Why should you vote: The states are red, the preferences are blue
November 4, 2018, 9:42 am by Sam Wang
Progressive policies are more common than progressive candidates. The candidates for the red state in favor of the minimum wage increase and Medicaid expansion have lost out to rivals, who see them as liberals. However, surveys show that a bipartisan majority favor similar policies. This is a testament to how well Republicans work when it comes to politics about candidates rather than issues.
In six states across the country, voters focus solely on policies. This is the part of the federal game that developers and moderators are now using to move their problems forward.
Medicaid. Citizen of the Utah, Nebraska, Montana and Idaho will vote on expanding Medicaid, providing health care benefits to lower income citizens. These states voted for Trump by a margin of between 18 and 25 percentage points. Where polls are available, however, Utah and Idaho initiatives are likely to be adopted. In Idaho, the outgoing Republican Governor Butch Otter was backing expansion. The Nebraska Initiative has the support of money seriously.

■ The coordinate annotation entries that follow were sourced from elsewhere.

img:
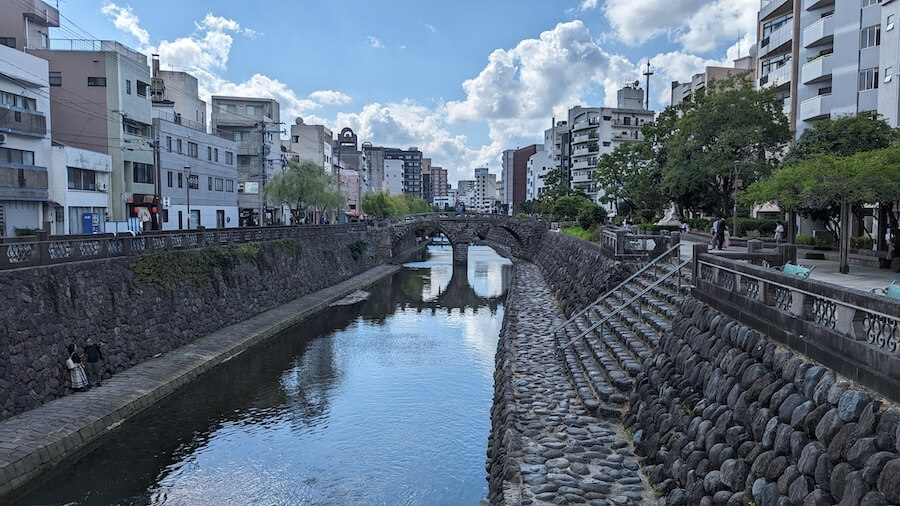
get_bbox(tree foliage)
[362,192,434,218]
[265,160,346,215]
[644,76,790,214]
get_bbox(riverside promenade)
[0,265,400,503]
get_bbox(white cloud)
[100,2,150,47]
[366,35,384,49]
[309,90,353,105]
[600,0,759,53]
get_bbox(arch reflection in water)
[18,247,511,504]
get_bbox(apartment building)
[210,95,282,226]
[568,86,655,208]
[0,45,51,237]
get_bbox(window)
[0,148,34,165]
[859,25,881,49]
[131,162,153,184]
[859,67,878,91]
[66,167,97,191]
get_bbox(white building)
[525,151,556,200]
[568,86,654,208]
[382,159,404,195]
[0,45,51,237]
[50,144,112,234]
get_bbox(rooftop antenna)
[644,60,653,111]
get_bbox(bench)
[781,262,816,278]
[872,281,900,299]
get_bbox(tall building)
[0,45,51,237]
[568,86,654,208]
[210,95,281,226]
[151,56,240,230]
[28,39,159,223]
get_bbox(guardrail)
[0,223,367,270]
[693,245,900,400]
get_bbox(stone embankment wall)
[0,232,389,419]
[534,232,630,315]
[625,298,900,506]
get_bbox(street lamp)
[184,165,191,230]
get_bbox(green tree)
[265,160,346,220]
[594,141,669,221]
[644,76,790,215]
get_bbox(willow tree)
[265,160,346,218]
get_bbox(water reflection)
[18,247,510,504]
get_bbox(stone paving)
[0,265,399,503]
[489,262,655,506]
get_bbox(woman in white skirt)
[66,343,87,392]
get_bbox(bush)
[850,236,872,250]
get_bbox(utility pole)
[644,60,653,111]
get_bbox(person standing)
[84,338,103,387]
[66,343,88,392]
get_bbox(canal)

These initiatives could boost Democrats’ opportunities in some of the most vulnerable counties in these states. The October polls stay in District 4 of Utah shows McAdams (D) with an average lead position of 0.5 points (n = 4 polls) compared to Mia Love (R-inc), and Large County of Montana is currently showing a draw (n = 3) between Kathleen Williams (D) and incumbent correspondent Greg Gianforte (R). In these counties, the advancers have a way of focusing voters on health care in a very direct way. There’s no way voters will vote for a progressive candidate – but if they vote, at least they can get the policy they want.
Minimum wage increase. Opinion polls broad bipartisan support to increase the minimum wage. Missouri and Arkansas voters have the opportunity to vote to do so. The polls also showed enthusiasm for setting minimum wages for inflation – the Missouri’s initiative does.
In the race to enter the fiercely competitive Missouri Senate, Claire McCaskill (D-inc.) And Josh Hawley (R) are currently tied. And District 2 of Missouri shows an unclear race (D + 2% and R + 11% in two polls).